Elden Ring: Nightreign reworks Elden Ring’s combat into a shorter, run-based format with live-service elements. Matches run about 45 minutes, include randomized boss encounters, and permit cooperative or competitive interaction with other players. FromSoftware has supported the title with regular updates that change maps and challenges.
And Roger
Developer: TearyHand Studio / Kodansha. Platforms: Nintendo Switch, Windows PC.
And Roger is a short narrative game that uses abstracted interactions and a limited viewpoint to explore a medical condition via gameplay mechanics. It opens with a character waking in an unfamiliar place and uses disorientation as a design tool to communicate the protagonist’s experience.
Lies of P: Overture
Developer: Neowiz. Platforms: PlayStation 4 and 5, Windows PC, Xbox One and Series X.
Lies of P: Overture is a prequel/expansion to Lies of P that expands the original story and adds new weapons, enemies, and areas. The release includes new mechanics and several high-profile new boss encounters, and it ties narrative threads back to the base game.
Koira
Developer: Studio Tolima / Don’t Nod. Platforms: PlayStation 5, Windows PC.

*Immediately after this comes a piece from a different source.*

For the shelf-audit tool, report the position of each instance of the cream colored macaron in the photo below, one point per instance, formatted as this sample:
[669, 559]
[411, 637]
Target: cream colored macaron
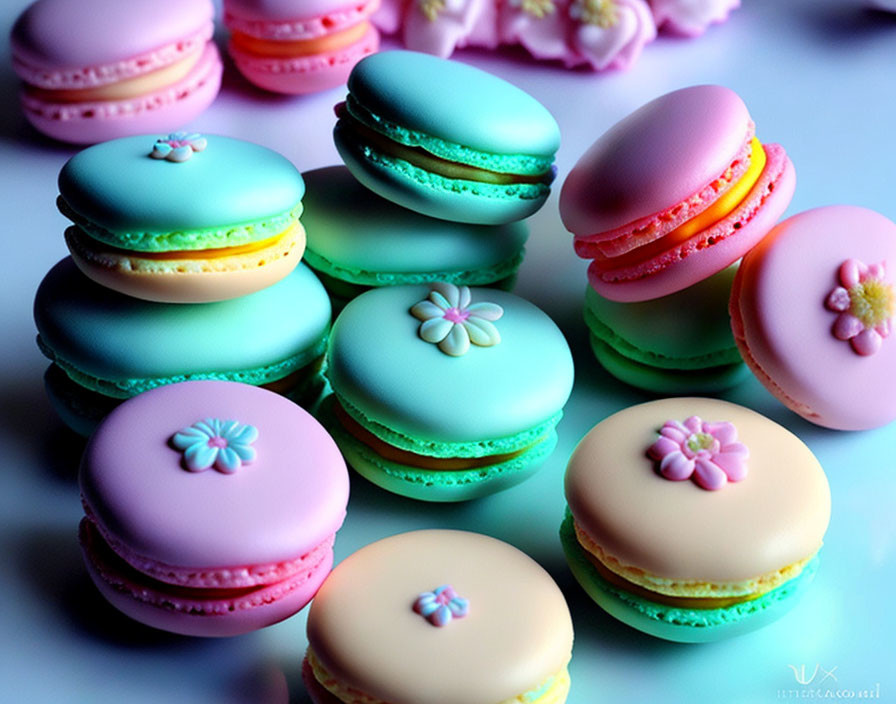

Koira uses musical instrumentation in place of spoken dialogue and pairs a young girl with a puppy as they navigate a dark forest. The game mixes stealth puzzles with light-and-sound mechanics to advance through levels and rescue other animals.
It draws a comparison to Disney’s Peter and the Wolf in how instruments represent characters, and the design centers those musical cues in both puzzle solutions and narrative moments.
REPO
Developer: Semiwork. Platforms: Windows PC.
REPO is a multiplayer game that combines proximity voice chat with light-horror mechanics. Players loot abandoned areas while avoiding monsters that react to sound. The game escalates in difficulty and emphasizes cooperative play and emergent, social moments during runs.
Tokyo Xtreme Racer
Developer: Genki. Platforms: Windows PC.
Tokyo Xtreme Racer is a revival of Genki’s street-racing franchise. The 2025 release intentionally echoes early-2000s visuals and design, with events that include straight-line races and character-driven night-world presentation. It was released in early access in 2025 and leans into retro styling and soundtrack choices.
Öoo
Developer: NamaTakahashi / Tiny Cactus Studio / Tsuyomi. Platforms: Windows PC.
Öoo is a platform-puzzle game built around bomb-based movement. The player character uses bombs to propel and reconfigure positioning through a large maze. The design introduces new movement concepts gradually and focuses on precision and puzzle-solving across short play sessions.
Umamusume: Pretty Derby
Developer: Cygames. Platforms: Android, iOS, Windows PC; global release in June 2025.
Umamusume: Pretty Derby is a sports-simulation mobile/PC game where players train anthropomorphized racehorses (called umamusume) and manage their careers across events. The title includes stat management, events, and race simulations and was originally released in Japan in 2021 before receiving a global launch in 2025.